University of the Mediterranean, Marseille, France.
Comp Immunol Microbiol Infect Dis. 2012 Mar;35(2):169-72. doi: 10.1016/j.cimid.2011.12.008. Epub 2012 Jan 27.
Q fever is a worldwide zoonosis caused by Coxiella burnetii. The clinical manifestations of Q fever include endocarditis, pneumonitis and hepatitis. Disease awareness and evolving diagnostic tests have enabled the recognition of unusual manifestations of Q fever. We report a case of Q fever osteomyelitis. A 51-year-old patient was admitted to hospital because of fever, leg weakness, and asthenia. His past medical history included surgery and a bone graft for the treatment of a giant cell tumor on the distal part of the femur. Blood and bone biopsy cultures were negative. Bone histological examination was consistent with a sub-acute or chronic inflammatory reaction that involved foci of epithelioid and gigantocellular infiltrates and necrosis. Serology testing revealed high antibody titers to C. burnetii antigens (phase I: IgG 3200; IgA 200; phase II: IgG 6400; IgA 400), which is indicative of chronic Q fever. The specific Polymerase Chain Reaction (PCR) of the abscess sample from the femoral region was positive for C. burnetii. The patient was treated for chronic Q fever with doxycycline and hydroxychloroquine for 18 months and recovered gradually without recurrence of pain or functional impairment. Q fever osteomyelitis is a rare and most likely underestimated disease. Epithelioid and gigantocellular granulomatous osteomyelitis in the context of culture-negative bone specimens should raise suspicion of Q fever. Serological tests, specific PCR and cell culture can provide evidence of a C. burnetii infection. Although bone diffusion may be a concern, the currently recommended treatment for Q fever was effective in this case.

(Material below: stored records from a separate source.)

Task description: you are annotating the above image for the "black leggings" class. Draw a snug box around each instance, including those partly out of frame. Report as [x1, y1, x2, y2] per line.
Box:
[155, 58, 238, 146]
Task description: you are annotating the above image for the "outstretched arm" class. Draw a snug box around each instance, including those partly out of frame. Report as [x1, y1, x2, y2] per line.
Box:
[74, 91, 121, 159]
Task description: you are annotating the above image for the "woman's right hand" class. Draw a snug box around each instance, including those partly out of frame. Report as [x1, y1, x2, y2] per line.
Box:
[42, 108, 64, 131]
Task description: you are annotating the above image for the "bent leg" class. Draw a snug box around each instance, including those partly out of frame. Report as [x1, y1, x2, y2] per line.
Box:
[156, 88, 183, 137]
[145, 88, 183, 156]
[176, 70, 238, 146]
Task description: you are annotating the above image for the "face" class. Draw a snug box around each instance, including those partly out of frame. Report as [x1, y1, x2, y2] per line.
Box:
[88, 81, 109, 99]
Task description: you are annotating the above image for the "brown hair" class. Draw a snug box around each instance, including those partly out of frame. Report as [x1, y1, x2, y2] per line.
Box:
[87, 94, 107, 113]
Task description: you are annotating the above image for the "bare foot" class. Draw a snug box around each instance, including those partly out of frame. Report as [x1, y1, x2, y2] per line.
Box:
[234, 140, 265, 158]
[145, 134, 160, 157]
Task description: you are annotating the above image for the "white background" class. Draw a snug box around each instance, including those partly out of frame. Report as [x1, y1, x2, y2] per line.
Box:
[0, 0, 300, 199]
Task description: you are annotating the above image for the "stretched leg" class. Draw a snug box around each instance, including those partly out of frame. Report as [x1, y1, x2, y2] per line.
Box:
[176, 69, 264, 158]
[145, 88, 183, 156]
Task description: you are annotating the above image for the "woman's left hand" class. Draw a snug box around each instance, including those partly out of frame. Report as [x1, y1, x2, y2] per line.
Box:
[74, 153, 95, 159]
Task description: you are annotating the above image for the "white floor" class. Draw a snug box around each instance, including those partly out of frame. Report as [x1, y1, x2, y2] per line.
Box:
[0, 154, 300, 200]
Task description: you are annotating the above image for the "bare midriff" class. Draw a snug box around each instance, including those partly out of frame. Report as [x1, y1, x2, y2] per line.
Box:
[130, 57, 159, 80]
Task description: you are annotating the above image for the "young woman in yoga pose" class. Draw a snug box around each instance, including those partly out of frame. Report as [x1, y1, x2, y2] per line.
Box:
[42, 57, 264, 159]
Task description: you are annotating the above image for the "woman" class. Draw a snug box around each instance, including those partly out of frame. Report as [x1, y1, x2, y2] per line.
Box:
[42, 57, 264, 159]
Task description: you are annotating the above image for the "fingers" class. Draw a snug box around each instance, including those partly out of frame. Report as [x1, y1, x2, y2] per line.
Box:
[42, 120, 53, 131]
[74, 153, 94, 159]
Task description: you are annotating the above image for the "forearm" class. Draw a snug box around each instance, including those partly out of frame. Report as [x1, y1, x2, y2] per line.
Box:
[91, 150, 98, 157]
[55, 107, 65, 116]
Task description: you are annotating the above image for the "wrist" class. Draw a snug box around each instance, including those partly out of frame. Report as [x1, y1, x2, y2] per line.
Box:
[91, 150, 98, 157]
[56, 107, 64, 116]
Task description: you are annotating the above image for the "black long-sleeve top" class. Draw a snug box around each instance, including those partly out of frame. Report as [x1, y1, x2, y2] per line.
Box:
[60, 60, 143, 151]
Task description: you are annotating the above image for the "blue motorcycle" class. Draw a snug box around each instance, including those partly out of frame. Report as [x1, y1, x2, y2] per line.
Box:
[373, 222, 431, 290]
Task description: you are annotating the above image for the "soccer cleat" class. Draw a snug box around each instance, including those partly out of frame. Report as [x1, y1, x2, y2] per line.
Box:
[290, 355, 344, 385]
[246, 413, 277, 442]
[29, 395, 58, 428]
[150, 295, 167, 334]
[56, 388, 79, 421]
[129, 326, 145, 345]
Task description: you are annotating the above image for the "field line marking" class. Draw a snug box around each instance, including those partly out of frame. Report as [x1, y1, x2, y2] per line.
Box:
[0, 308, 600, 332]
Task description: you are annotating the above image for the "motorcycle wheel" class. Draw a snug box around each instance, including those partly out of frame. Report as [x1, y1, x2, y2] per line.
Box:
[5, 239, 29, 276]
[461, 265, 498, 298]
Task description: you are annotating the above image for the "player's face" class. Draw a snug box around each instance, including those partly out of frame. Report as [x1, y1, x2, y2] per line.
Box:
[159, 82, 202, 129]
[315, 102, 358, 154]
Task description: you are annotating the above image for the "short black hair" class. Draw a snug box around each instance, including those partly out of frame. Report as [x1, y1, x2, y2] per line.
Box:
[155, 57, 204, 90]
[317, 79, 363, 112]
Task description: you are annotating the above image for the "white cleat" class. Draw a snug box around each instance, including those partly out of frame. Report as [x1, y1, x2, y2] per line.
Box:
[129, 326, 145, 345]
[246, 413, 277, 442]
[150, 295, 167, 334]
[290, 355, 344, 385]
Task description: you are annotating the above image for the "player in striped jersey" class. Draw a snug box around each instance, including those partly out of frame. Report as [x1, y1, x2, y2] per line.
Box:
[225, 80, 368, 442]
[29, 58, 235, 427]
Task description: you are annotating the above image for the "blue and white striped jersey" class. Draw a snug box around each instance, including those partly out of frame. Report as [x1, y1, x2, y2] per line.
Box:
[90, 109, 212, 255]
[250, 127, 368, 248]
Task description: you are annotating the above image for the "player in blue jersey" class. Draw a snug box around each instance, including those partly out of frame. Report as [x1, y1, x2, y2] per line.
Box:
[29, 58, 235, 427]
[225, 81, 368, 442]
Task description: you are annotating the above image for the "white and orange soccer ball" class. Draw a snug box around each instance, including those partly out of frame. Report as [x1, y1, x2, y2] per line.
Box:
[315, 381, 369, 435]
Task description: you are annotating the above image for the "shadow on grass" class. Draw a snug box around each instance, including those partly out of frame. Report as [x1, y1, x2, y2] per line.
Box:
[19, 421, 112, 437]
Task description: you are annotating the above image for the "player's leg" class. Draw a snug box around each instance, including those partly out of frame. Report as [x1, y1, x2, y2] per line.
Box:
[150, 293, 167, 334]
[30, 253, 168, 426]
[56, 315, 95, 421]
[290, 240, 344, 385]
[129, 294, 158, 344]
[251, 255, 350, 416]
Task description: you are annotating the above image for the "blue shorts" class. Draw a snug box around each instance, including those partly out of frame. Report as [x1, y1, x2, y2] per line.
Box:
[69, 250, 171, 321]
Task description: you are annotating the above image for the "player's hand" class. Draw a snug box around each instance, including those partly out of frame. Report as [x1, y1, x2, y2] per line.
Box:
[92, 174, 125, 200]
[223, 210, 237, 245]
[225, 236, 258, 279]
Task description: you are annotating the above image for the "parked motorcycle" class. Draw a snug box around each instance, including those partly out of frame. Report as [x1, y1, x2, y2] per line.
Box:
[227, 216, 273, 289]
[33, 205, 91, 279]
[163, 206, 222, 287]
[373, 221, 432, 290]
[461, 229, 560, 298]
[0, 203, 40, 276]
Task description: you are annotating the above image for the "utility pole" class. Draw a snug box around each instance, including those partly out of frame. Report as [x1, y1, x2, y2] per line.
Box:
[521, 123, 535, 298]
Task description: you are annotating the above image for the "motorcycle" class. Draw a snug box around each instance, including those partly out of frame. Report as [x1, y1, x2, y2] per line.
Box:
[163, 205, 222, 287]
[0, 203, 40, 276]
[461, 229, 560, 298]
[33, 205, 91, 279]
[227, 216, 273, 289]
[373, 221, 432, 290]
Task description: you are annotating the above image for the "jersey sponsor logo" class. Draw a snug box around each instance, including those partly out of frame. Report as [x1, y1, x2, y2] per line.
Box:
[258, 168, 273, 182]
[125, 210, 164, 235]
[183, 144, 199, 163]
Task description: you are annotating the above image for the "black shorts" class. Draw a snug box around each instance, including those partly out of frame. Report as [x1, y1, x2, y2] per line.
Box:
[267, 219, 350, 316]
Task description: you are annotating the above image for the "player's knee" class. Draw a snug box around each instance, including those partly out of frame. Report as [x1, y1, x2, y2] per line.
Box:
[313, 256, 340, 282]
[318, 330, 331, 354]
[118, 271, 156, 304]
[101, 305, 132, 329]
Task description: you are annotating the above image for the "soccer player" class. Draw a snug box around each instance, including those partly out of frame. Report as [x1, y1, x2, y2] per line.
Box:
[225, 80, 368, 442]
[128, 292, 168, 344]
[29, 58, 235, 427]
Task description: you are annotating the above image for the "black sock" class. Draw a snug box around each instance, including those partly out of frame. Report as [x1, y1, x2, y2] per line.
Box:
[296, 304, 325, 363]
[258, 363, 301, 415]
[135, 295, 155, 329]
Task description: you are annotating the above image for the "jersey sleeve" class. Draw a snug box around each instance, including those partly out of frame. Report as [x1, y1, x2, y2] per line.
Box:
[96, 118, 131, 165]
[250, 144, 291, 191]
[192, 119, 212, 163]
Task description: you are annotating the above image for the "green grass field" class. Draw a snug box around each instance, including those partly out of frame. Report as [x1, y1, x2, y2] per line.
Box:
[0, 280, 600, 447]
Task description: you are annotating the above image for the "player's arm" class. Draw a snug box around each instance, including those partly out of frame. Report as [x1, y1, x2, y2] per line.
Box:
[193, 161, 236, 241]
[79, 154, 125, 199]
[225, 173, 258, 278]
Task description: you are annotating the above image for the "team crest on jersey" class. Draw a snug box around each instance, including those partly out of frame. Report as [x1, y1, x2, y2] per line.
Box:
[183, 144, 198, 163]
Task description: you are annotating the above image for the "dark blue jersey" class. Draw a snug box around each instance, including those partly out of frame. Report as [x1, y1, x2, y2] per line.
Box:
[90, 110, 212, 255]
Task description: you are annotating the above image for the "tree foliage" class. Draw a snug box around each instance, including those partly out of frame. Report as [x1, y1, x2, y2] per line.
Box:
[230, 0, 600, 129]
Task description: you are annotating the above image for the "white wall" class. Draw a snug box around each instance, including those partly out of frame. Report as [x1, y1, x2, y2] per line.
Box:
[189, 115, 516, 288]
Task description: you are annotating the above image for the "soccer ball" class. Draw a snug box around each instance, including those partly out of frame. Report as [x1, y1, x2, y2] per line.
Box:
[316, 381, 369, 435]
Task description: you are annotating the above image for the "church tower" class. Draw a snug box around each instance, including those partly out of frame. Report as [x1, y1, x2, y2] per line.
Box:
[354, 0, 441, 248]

Q 热是一种由贝氏柯克斯体引起的世界性动物源性传染病。Q 热的临床表现包括心内膜炎、肺炎和肝炎。疾病认识和不断发展的诊断检测使人们能够认识到 Q 热的不常见表现。我们报告了一例 Q 热骨髓炎。一名 51 岁男性因发热、下肢无力和乏力而入院。他的既往病史包括股骨远端巨细胞瘤的手术和植骨。血和骨活检培养均为阴性。骨组织学检查符合亚急性或慢性炎症反应,涉及上皮样和巨细胞浸润和坏死灶。血清学检测显示对 C. burnetii 抗原的高抗体滴度(I 期:IgG3200;IgA200;II 期:IgG6400;IgA400),提示慢性 Q 热。来自股骨区域的脓肿样本的特异性聚合酶链反应(PCR)对 C. burnetii 呈阳性。该患者接受多西环素和羟氯喹治疗慢性 Q 热 18 个月,逐渐康复,无疼痛或功能障碍复发。Q 热骨髓炎是一种罕见且极有可能被低估的疾病。在培养阴性的骨标本中出现上皮样和巨细胞肉芽肿性骨髓炎时,应怀疑 Q 热。血清学检测、特异性 PCR 和细胞培养可提供 C. burnetii 感染的证据。尽管弥散性骨质可能令人担忧,但目前推荐的 Q 热治疗方法在这种情况下是有效的。